Potential Commercial Applications

Optimizing cloud network performance, enhancing cybersecurity measures, and improving network management tools.

Possible Prior Art

One possible prior art could be traditional network monitoring tools that may not have the adaptability and machine learning capabilities described in the patent application.

Unanswered Questions

How does the technology handle scalability in large cloud networks?

The article does not provide details on how the technology can scale to monitor and adapt to network anomalies in large cloud environments.

What are the potential limitations of using machine learning techniques in cloud network monitoring?

The article does not discuss any potential drawbacks or limitations of relying on machine learning for detecting network anomalies in cloud environments.
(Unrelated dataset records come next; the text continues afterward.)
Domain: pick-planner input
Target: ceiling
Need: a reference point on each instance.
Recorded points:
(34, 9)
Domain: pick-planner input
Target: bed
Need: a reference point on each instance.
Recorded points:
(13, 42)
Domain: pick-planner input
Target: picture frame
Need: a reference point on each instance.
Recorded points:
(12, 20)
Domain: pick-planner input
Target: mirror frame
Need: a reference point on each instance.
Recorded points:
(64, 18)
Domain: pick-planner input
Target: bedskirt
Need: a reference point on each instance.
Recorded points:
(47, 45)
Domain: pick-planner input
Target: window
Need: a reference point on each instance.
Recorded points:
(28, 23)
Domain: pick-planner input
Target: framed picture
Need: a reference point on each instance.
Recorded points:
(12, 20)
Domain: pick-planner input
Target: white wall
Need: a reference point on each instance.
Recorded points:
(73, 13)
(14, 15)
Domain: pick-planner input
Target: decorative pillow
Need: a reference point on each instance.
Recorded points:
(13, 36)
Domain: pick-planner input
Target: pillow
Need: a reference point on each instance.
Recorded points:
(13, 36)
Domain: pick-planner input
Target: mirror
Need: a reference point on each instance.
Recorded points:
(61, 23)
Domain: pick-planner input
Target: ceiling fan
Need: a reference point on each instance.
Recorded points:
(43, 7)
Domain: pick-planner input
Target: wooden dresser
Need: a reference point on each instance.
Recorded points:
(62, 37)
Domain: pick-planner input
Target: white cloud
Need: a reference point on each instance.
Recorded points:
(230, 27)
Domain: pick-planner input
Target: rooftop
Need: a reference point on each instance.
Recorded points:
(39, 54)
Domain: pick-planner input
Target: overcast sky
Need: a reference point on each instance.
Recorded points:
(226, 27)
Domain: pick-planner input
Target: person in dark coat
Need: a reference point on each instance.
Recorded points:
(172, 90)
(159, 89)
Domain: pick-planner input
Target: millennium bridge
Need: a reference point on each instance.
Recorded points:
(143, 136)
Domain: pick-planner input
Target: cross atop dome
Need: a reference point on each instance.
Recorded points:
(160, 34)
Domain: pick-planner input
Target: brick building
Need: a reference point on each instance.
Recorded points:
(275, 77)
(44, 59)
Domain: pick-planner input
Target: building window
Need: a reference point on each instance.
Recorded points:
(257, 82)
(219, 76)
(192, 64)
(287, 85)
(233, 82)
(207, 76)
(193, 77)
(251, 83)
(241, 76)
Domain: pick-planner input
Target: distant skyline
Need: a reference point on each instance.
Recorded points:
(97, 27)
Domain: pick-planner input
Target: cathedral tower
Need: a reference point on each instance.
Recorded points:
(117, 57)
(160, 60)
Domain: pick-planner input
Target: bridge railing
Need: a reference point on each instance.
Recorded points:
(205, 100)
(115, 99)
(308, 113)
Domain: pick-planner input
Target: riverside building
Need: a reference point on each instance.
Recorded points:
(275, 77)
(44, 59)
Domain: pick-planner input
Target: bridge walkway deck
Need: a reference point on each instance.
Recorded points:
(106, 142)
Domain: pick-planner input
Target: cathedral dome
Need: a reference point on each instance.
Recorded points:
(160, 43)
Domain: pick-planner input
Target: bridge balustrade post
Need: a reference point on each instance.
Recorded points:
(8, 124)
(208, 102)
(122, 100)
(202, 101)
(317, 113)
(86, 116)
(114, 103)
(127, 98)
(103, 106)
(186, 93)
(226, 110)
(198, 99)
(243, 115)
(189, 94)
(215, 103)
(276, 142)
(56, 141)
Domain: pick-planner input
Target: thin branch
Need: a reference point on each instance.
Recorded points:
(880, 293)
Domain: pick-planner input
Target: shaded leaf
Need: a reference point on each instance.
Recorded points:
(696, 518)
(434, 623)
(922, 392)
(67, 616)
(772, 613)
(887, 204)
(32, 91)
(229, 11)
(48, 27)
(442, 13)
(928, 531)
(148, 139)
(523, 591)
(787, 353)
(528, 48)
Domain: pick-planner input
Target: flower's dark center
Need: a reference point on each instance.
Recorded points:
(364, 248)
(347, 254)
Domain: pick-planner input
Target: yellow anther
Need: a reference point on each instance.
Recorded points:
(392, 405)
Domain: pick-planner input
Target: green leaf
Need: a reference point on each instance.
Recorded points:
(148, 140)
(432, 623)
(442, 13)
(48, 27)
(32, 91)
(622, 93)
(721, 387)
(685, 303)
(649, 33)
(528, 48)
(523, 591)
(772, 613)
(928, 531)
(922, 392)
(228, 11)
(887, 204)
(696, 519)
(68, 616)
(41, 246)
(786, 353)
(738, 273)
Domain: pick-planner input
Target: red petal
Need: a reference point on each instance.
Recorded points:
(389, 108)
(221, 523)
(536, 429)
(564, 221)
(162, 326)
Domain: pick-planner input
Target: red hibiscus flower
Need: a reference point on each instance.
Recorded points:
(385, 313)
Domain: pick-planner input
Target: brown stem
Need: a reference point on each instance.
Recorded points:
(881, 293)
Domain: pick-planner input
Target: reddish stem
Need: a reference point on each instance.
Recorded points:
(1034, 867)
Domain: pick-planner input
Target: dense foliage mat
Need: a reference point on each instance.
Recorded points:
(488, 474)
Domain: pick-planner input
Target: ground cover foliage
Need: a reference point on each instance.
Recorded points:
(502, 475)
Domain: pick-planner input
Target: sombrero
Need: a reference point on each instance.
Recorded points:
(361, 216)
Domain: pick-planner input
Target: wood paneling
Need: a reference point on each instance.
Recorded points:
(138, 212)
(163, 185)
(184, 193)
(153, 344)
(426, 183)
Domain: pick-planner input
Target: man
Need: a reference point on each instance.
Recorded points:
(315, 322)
Original Abstract Submitted

A cloud network is a complex environment in which hundreds and thousands of users or entities can each host, create, modify, and develop multiple virtual machines. Each virtual machine can have complex behavior unknown to the provider or maintainer of the cloud. Technologies disclosed include methods, systems, and apparatuses to monitor the complex environment to detect network anomalies using machine learning techniques. In addition, techniques to modify and adapt to user feedback are provided allowing the developed models to be tuned for specific use cases, virtual machine types, and users.